De acordo com advogado, todo o processo exigiu um trabalho preliminar de grandes proporções para identificar cada lote que deveria ser objeto de usucapião, contando até com perícia judicial. Dos 150 lotes da indústria, 28 passaram por esse processo. Somente o levantamento topográfico dos terrenos levou dois anos. "Havia tantos lotes que não podiam ser transferidos porque a Emdec não tinha Certidão Negativa de Débitos (CND), naquela época, e também porque outros lotes ainda se encontravam com processo de desapropriação ainda em curso, cujas matrículas ainda tinham como proprietários diversas pessoas físicas, cujos lotes sequer tinham sido transferidos à Prefeitura", recordou Leandro Lima.

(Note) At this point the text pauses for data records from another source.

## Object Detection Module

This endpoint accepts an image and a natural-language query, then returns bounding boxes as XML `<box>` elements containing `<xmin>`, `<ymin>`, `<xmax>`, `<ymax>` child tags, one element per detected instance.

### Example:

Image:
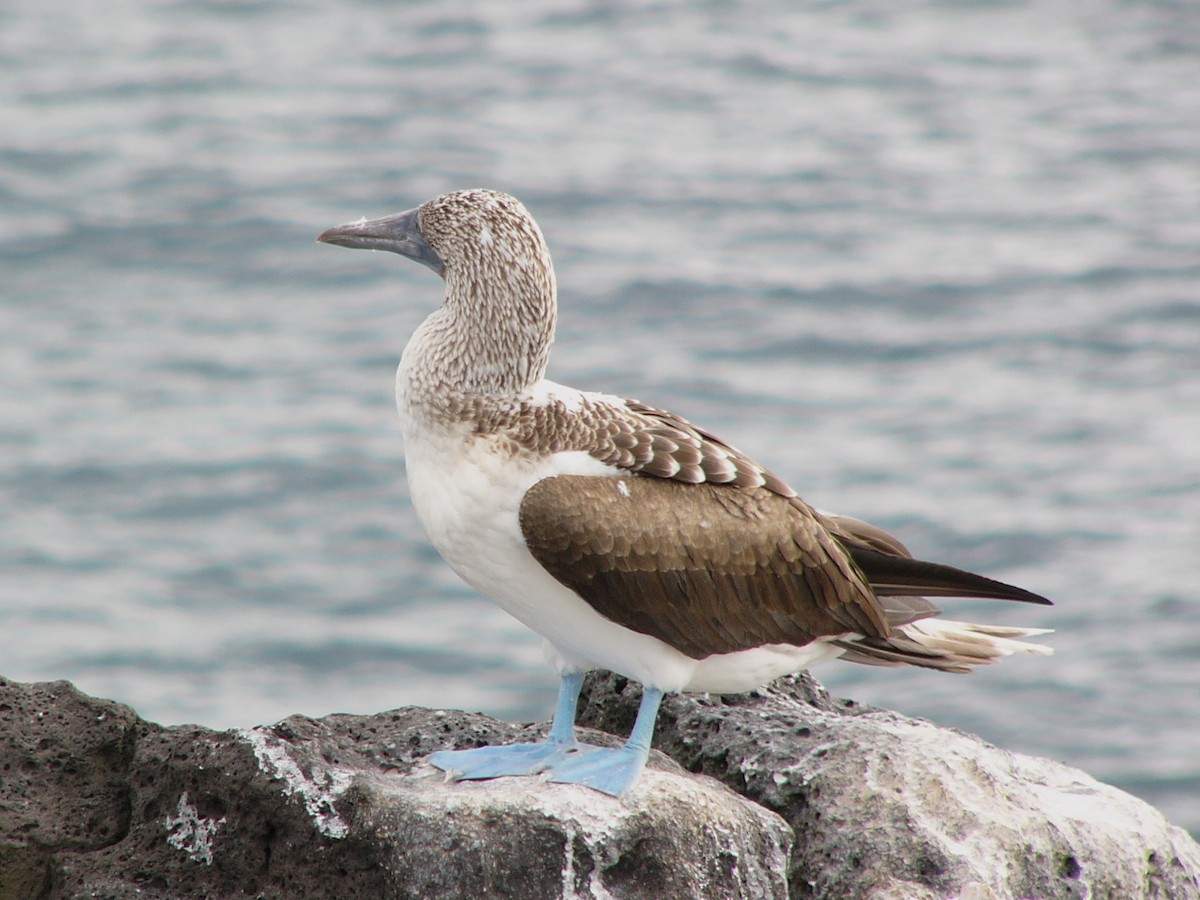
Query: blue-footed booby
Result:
<box><xmin>317</xmin><ymin>189</ymin><xmax>1052</xmax><ymax>798</ymax></box>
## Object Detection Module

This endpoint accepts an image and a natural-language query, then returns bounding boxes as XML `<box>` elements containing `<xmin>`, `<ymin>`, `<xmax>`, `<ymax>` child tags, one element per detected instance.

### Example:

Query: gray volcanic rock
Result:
<box><xmin>0</xmin><ymin>676</ymin><xmax>788</xmax><ymax>900</ymax></box>
<box><xmin>347</xmin><ymin>768</ymin><xmax>789</xmax><ymax>898</ymax></box>
<box><xmin>576</xmin><ymin>671</ymin><xmax>1200</xmax><ymax>900</ymax></box>
<box><xmin>3</xmin><ymin>673</ymin><xmax>1199</xmax><ymax>899</ymax></box>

"Por isso, de posse de todas as informações decorrentes dos levantamentos feitos, entramos com ações de usucapião individuais, ou seja, promovemos uma ação para cada um dos lotes", explicou.

NOTA DA PREFEITURA 

A Prefeitura de Campinas informa que todas as ações administrativas e judiciais relacionadas à propriedade destes são analisadas individualmente. Há casos que podem envolver, além da compra original, o acréscimo de novos lotes, bem como outras especificidades, como condicionantes ambientais. A partir da análise da administração municipal, se houver mais de uma matrícula, é feita a unificação para que a empresa possa abrir matrícula no cartório.

Importante ressaltar que a Companhia de Habitação Popular (Cohab) de Campinas possui duas modalidades de regularização fundiária, de interesse social e de interesses específicos, que é o caso das empresas do Distrito Industrial de Campinas (DIC). A lei federal só permite que a regularização seja feita sem custos se for de interesse social. Nos demais, o custeio deve ser dos próprios beneficiários, que precisam procurar a Prefeitura - no caso a secretaria ou empresa pública proprietária original da área, para dar andamento a esse processo. A estimativa da Prefeitura é que cerca de 35 empresas do DIC precisem realizar essa regularização.

Vale esclarecer também que, na década de 1970, a Emdec foi criada com a atribuição de desenvolvimento de Campinas e promovia o planejamento imobiliário do município. Desde o final de década de 80, a Emdec não exerce mais essas atribuições.